This week social media was abuzz with memes of Zimbabwean president Robert Mugabe’s “infamous” fall. I still don’t understand what’s funny about someone falling. Come on, people trip or fall all the time, don’t they?
In African culture, you don’t laugh at elders. It’s basic human courtesy. When someone falls, you help him or her up quickly or soothe him or her. But in social media culture, you create memes comparing a 90-year-old man’s fall to Beyonce’s energetic dance moves, and have a field day laughing.
One would be surprised to learn that the news reports and memes, weren’t done by bored teenagers, but adults who I suspect are right wing extremists.
I was more irritated that even respectable news networks ran with the story and made it seem like the funniest thing ever.
One even called Mugabe, Mugarbage. It’s unfortunate that some Africans are buying into the Western agenda to trash African leaders. I guess some of you don’t realise that some white people always find something to ridicule and undermine about Africans? We teach people how to treat us. We shouldn’t teach people to disrespect us.
To the West and a few other folk, Mugabe is an enemy, but to many others he remains an epitome of the black struggle. He is one of the few brave Africans who revolted against a system that wanted total imperialism, and to control our resources and us. The West doesn’t hate Mugabe because he mistreats his people, but because he is against western imperialism – he refused to be a puppet of the West.
It’s a typical racist-fuelled white characteristic: they like you when they can pull you by the nose!
Some whites don’t have respect: they can directly insult their leaders, and see nothing with that. I recall sometime in 2013, when Jacob Zuma fell ill, many wondered if he was fit enough to hold office. Zuma, who is reportedly diabetic, was in bad shape. Some time later, I was listening to Talk Radio 702’s Redi Direko show and she raised the issue. Different people called in and commented. Some white man called in and said, “Redi, Zuma is sick. He has AIDS. Trust me, I know HIV/AIDS when I see it.” Uhu! I was shocked.
We all have our own reservations. There are people I look at and think, this one is sick, but it’s not my place to say it out loud. Unless you are a doctor who has done examinations and diagnosed someone, I don’t think you should go around claiming that someone is “sick” or have AIDS. First of all, that is defamatory and malicious. Secondly, it shows a lack of empathy and respect for other people. For all we know, that man might have an undiscovered strain of HIV, but he could confidently pick up a phone and claim another man has AIDS.
Some people have problems with Zuma’s many children and wives, but that’s his culture. There’s nothing wrong with polygamy. Human beings are polygamous by nature. The HIV/AIDS issue is neither here nor there. Anyone can get HIV/AIDS whether they are married, single, purple, pink or whatever. I would understand if the point of concern was the cost of taking care of Zuma’s children and wives.
But then again, only a white person can say that. Akere they are the same ones who wrote newspaper headlines like, ‘Is the Botswana president gay.’ I mean, you can speculate about that over a cold beer with your friends, not to openly say that.
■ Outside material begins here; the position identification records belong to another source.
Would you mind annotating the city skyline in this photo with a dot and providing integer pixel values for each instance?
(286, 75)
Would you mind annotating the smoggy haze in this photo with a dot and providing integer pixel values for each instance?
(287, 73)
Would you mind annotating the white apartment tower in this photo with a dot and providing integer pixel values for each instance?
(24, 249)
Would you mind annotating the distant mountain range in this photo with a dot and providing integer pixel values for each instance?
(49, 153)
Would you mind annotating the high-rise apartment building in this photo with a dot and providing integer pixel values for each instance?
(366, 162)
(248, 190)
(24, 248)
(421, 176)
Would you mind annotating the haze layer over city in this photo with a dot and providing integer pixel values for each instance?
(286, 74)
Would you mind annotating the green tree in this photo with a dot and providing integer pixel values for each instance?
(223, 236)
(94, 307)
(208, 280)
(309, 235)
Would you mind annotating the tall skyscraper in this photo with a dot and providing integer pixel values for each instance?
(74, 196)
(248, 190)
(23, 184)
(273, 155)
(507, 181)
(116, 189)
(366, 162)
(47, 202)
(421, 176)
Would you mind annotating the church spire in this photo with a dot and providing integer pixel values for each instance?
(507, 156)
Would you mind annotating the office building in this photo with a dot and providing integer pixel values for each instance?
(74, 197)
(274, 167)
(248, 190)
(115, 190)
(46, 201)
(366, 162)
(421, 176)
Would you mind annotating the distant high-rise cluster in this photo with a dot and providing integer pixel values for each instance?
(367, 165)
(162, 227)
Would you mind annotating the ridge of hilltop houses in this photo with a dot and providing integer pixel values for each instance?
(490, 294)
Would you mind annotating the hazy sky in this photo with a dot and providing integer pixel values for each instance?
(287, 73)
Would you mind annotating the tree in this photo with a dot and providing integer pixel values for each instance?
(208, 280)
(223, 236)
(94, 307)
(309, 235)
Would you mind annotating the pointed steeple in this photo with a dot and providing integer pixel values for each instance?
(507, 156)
The president’s bachelorhood has never been a handicap in his leadership. If anything, it has worked to his advantage as he can commit more time to issues that affect the country. There are many men and women out there who are not married, should we speculate that they gays and lesbians?
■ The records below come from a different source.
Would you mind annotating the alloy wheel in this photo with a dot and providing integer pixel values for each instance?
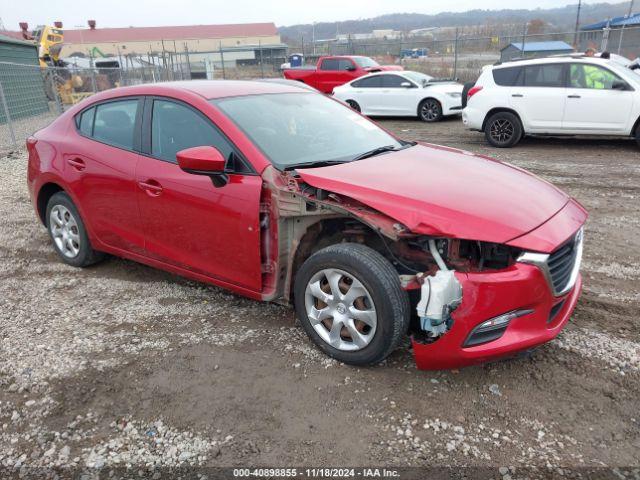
(430, 110)
(340, 309)
(501, 130)
(64, 230)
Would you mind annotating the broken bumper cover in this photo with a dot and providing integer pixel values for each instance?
(489, 295)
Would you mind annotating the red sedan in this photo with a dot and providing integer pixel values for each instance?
(282, 194)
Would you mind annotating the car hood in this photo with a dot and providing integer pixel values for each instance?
(441, 191)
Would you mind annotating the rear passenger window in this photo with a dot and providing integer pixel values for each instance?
(114, 122)
(393, 81)
(550, 75)
(368, 82)
(508, 77)
(85, 125)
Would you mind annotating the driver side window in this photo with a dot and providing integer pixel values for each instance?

Sometimes when I observe the way western media reflects us and African leaders, I understand why Julius Malema lost his temper and charged at the white reporter: ‘Rubbish is that thing in your pants!’ He was gatvol with all this maliciousness and vilifying. It gets too much!
Sometimes we want to criticize or be funny but get carried away. I’m not feigning perfection: I have probably erred several times in many regards as a writer.
But as much as I respect everyone’s right, particularly comedians, cartoonists, writers and journalists’ right to express their views, we should know when not to cross the line and when we are being ridiculous.